The despair and the fear come back, of course. Fear, at least. (It’s actually a friend who just needs to be tempered.) They’re just part of the equation.

We can do so much more than it feels like we can.

I’m going to assume that, like me, you also struggle with inertia. I’ve taken it to an art form.

Guess that’s another thing I need to remember. Sometimes I make it all about my big thoughts and feelings, when I might just need to take a little step. And like you’ve said before, fear is a big part of that. and doubt. ‘What if it doesn’t work?’

Thanks man, I’ve always tried to be as straightforward as possible in life. I agree with you on everything you wrote. And for damn sure if I sold a bunch of records or got famous I know it wouldn’t make me any happier. It’s like you said, it’s the process. Making music is the joy, the finished product is just a result of that. And you can tell with music when it’s been shoved through a different path other than that. Having said that I feel like at this point in my life I’m not in that process enough. It feels very stop and go. And unfortunately I have a lot of blocks to even getting into that path so to speak. And I think that’s what frustrates me the most. I know this is all wrong, this current lifestyle isn’t bringing me happiness and it feels like a giant abrasive object just grinding away at my soul.

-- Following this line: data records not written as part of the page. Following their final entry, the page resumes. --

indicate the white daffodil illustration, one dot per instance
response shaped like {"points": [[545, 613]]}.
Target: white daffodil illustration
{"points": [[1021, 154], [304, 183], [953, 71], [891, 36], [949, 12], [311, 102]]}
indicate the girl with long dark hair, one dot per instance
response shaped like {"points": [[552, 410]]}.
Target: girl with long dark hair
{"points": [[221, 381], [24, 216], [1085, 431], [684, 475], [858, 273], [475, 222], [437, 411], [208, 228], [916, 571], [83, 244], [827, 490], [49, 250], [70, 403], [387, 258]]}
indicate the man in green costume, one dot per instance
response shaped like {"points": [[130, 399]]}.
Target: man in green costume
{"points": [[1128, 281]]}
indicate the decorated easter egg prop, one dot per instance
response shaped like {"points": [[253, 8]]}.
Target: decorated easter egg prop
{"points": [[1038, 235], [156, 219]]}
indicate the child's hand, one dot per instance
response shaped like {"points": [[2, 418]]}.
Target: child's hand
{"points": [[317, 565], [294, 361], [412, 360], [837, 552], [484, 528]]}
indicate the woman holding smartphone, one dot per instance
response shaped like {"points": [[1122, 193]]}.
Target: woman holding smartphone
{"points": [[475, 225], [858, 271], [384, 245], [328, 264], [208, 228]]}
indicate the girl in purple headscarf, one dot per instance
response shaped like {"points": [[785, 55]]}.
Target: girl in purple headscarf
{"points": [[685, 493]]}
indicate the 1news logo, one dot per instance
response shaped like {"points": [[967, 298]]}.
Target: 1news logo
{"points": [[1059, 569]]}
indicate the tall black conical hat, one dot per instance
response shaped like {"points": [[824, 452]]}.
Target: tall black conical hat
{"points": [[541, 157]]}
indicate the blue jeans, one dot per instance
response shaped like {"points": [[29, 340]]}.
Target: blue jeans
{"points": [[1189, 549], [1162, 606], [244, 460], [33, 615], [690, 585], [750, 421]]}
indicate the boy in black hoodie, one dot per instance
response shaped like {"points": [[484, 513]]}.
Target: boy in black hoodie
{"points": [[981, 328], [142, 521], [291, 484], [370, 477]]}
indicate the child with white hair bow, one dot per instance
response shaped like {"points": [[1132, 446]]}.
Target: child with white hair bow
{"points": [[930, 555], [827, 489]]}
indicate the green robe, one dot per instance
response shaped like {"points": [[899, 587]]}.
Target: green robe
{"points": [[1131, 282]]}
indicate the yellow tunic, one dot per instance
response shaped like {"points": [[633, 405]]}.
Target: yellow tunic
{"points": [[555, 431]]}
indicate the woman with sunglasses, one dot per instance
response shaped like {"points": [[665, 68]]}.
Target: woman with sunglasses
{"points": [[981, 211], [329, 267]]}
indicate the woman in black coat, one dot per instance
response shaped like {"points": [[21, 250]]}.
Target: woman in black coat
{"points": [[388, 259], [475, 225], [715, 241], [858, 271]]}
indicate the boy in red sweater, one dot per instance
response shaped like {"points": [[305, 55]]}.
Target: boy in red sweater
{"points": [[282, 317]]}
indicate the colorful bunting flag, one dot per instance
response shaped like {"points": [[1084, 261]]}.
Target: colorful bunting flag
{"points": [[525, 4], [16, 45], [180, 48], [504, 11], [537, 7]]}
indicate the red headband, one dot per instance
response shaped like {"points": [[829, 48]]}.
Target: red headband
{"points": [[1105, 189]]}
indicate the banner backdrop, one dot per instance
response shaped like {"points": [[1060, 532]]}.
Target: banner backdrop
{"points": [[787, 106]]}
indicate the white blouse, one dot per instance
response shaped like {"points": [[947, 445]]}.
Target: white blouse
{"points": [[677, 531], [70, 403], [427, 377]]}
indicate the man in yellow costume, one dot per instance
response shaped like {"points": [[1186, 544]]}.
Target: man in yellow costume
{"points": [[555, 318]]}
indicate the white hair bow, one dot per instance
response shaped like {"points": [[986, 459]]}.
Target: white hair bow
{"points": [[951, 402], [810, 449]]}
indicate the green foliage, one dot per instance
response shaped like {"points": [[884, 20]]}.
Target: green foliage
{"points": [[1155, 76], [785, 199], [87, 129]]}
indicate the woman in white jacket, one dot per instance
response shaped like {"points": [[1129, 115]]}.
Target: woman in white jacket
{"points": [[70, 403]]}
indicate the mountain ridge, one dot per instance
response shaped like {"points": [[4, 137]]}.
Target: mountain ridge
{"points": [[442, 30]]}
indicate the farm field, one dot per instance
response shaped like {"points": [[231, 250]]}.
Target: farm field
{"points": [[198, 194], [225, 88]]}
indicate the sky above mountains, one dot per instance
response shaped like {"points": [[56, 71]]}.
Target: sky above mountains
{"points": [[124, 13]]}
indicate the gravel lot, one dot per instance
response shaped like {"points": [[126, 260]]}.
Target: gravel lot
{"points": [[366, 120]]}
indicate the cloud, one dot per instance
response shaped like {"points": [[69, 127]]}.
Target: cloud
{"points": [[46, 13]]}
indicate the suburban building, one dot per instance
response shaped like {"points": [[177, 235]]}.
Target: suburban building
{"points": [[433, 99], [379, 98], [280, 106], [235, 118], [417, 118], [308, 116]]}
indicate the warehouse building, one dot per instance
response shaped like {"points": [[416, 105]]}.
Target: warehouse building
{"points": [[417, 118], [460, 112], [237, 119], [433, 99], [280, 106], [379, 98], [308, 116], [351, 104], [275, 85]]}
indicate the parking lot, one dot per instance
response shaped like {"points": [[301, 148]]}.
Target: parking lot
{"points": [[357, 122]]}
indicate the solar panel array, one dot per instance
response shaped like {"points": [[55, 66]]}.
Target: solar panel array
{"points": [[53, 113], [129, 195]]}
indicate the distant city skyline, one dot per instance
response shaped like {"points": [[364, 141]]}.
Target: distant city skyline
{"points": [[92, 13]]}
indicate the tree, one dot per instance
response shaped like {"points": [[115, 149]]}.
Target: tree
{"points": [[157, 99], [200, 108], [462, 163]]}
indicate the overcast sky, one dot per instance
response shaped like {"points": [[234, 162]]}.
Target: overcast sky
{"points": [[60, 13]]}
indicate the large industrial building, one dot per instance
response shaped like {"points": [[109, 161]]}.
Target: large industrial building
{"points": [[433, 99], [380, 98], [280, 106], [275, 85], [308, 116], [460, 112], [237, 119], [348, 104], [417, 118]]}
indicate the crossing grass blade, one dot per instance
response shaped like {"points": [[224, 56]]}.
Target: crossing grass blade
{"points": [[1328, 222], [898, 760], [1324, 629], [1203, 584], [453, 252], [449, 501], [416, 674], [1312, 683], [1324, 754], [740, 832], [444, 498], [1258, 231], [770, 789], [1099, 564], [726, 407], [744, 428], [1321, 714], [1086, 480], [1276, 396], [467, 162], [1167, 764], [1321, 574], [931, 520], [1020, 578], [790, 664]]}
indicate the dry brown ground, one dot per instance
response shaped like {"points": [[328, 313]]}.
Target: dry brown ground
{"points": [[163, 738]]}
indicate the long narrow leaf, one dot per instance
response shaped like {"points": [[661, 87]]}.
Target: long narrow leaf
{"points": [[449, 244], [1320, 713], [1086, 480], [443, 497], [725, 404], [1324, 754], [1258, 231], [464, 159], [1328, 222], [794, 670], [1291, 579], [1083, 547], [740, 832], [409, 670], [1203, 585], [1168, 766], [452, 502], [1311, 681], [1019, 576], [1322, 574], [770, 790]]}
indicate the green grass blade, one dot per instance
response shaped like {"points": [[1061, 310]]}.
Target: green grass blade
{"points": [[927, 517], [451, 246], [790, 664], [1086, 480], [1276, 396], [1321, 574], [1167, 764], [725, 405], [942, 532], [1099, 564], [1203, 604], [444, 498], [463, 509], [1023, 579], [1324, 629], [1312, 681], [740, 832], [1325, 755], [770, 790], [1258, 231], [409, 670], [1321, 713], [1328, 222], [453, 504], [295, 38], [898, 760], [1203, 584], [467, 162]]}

I don’t know if you ever get irritated at the world. I sure as hell do. When I feel like things pull me away from the path I should be on. Like this trip I had to take for my job recently. And everyone I’ve talked to in my life doesn’t get it. “Oh it’s a trip for your job? Consider yourself lucky! Not many people get to travel”. Just no, that’s time I could have spent investing in my music and looking after myself and my desires and wants.

I guess the short of it is, there’s joy in the process. But sometimes you have to get on track with it first. Sometimes you get stuck in the grooves of something that just continually claims your energy. And personally I’m not too great at escaping that, I get stuck very easily. But I keep trying.